Quote:
|
Originally Posted by Tigerboi
That said, why isn't the gameplay enough for video games to be [widely] considered an artform? That's what makes it what it is, right?
|
The comparison I always fall back on: In one of my university creative writing classes, one of the students asked our professor, "What separates me writing completely random words from cubism?" My professor's answer was "Well, you aren't Gertrude Stein?" More than anything else, being art means being accepted by the greater artistic community. And yes, it's pretentious.
One aspect games lack in being deemed art is the intent and artistic expertise of their creators. Few games are created with the intent of creating art. Fewer still by the hand of a lone artist or orchestrator whose vision they enable, let alone some mutual collective of artists. Rather games are an exercise in engineering that, when they do feature artwork, generally do so through incorporation as composition, not through becoming art in themselves. The author of the Gamespot article touches on this in referring to "translation."

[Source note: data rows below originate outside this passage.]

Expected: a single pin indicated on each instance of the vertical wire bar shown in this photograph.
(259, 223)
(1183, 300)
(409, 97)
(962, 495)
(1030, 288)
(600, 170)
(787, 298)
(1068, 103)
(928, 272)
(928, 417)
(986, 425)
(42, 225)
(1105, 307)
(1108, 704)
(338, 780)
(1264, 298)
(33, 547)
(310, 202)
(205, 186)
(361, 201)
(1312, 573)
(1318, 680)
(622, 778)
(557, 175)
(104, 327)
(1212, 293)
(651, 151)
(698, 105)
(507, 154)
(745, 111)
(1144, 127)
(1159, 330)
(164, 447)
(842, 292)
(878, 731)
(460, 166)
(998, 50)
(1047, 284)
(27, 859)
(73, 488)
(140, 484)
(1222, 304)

There's also no concrete line to cross. As with Gertrude Stein and cubism, some writing is deemed art, and some isn't, and often the difference is something trivial and unquantifiable. The same applies to music, movies, paintings, etc. Then take it a step further: Is advertising inherently an artistic? Sports? The news? You'll find that those devoting a significant portion of their life to them tend to be the most inclined to view them as art regardless of what the greater artistic community would claim... which is the problem with gamers, myself included, discussing whether games are an artform.
Mind, mainstream has nothing to do with it: Games
are mainstream, and often it's becoming mainstream that undercuts consideration as art.